The School of Little Fish

They stood looking down at
the school of little fish.
I seek the black fish
said the old one for
it cures the pain of

age. I shall have the
green fish whose flesh gives
great vision claimed the learned
one. Said the pretty one
I want all the pink

fish for my collection. The
fat purple fish are mine
cried the hungry one.
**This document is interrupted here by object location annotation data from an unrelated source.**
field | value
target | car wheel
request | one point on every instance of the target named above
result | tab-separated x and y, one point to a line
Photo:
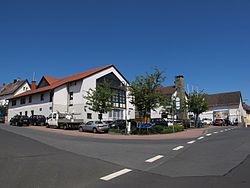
80	129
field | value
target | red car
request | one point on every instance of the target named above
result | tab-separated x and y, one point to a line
219	122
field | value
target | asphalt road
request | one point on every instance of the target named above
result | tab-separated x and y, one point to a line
31	158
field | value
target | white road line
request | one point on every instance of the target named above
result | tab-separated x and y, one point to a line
191	142
200	138
154	159
178	148
116	174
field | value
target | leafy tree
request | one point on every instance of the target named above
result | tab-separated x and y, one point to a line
144	94
197	104
100	98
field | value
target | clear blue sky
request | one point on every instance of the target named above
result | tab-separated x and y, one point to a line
206	41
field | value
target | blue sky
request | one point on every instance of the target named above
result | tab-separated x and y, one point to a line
206	41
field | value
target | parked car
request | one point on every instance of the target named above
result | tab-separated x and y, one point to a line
227	122
206	121
19	120
94	126
37	120
119	124
108	122
219	122
236	122
159	121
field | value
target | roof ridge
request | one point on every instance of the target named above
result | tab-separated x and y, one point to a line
63	81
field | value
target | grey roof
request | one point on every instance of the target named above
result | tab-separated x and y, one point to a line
11	88
168	91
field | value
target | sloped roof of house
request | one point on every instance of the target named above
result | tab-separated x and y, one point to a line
11	88
169	90
247	108
224	99
56	82
51	80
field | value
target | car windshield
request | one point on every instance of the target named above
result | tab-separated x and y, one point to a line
98	122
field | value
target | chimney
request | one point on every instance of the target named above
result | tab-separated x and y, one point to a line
33	85
179	83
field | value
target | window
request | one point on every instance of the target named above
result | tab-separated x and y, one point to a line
14	103
119	98
30	99
23	100
72	83
71	96
110	114
42	97
89	116
99	116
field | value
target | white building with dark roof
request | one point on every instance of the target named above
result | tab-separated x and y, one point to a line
12	89
225	106
66	95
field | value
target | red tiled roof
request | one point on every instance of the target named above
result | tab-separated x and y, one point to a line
55	82
169	90
51	80
224	99
11	88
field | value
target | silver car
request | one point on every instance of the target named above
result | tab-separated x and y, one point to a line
95	127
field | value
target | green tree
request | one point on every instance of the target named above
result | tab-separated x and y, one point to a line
144	94
197	104
100	98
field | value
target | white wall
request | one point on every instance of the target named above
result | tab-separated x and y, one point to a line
40	107
25	87
60	99
78	105
90	82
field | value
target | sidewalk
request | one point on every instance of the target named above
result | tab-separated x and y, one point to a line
189	133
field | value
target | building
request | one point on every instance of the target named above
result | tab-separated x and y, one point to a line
173	92
247	115
225	105
66	95
12	89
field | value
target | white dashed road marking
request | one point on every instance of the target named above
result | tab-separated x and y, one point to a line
154	159
116	174
191	142
178	148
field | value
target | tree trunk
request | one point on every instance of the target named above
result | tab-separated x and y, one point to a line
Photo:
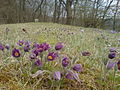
69	11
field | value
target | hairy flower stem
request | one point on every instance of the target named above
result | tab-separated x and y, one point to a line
113	86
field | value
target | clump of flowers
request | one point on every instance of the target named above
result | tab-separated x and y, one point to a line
15	53
42	56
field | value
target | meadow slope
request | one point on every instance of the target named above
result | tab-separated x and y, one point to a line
94	74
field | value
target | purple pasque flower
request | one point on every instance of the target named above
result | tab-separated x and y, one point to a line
26	48
112	55
118	64
51	56
15	53
57	75
86	53
35	51
59	46
32	56
27	44
112	50
45	46
38	63
7	46
77	67
110	65
20	42
69	75
1	47
65	62
40	48
35	45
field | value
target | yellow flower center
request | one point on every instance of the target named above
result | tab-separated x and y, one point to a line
50	57
16	54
The
young one gathered all the
fish and threw them high,

high and they fell back
like rain on corn like
drops of lava like good
news like stones thrown from
a bridge like the arms

and legs of soldiers like
snow like memories of love
like leaves like words on
deaf ears like candy from
a piñata like little fish.

 

 

Seventeenth Post

1450 Peregrine falcon sm

This poem was published in Axe Factory III (1990).

Reintroduction

for Sarah Rutledge Birnbaum

who jumped from the Golden Gate Bridge

With its streamlined dive
toward slate gray waves
your peregrine spirit swift
cries a rattling kek-kek-kek
near the cold eyrie

then silent       Boated men
lift you with curved
hands feed you oxygen
concealed in a puppet
made to look like

your mother       On land
others incubate you in
a carton lined with
red mittens       Near your
closed eyes they place

wind-up alarm clocks ticking
like gopher hearts       Happily
they note the statistics
of your progress       You
will fly again

Sixteenth Post

A Flamingo Preens Its Long Orange Feathers

This poem, which I wrote about my father, was published in The North American Review (Vol. 281, No. 3, May/June 1996).

 

The Discomfort of Reincarnation

If you stare long enough at rain
it becomes
—no
I do not love information.
What I like to believe
is that at the last he was able
to lie down comfortably with no thoughts.
Not even the memory of our last time outdoors together
—his wheelchair parked at the edge of a kidney-shaped lagoon,
he and I nearly covered with ducks, geese and pigeons
grabbing fresh bread in whole slices and reaching for more.

December in Arizona and I was in shorts,
thrilled at the soft warm breasts of the geese
as they pushed against my legs.
He laughed in scattered short syllables that might
have been words.
I cry at the memory of my own complex laughter,
a fact I don’t care to examine.
He could be one of those selfish birds.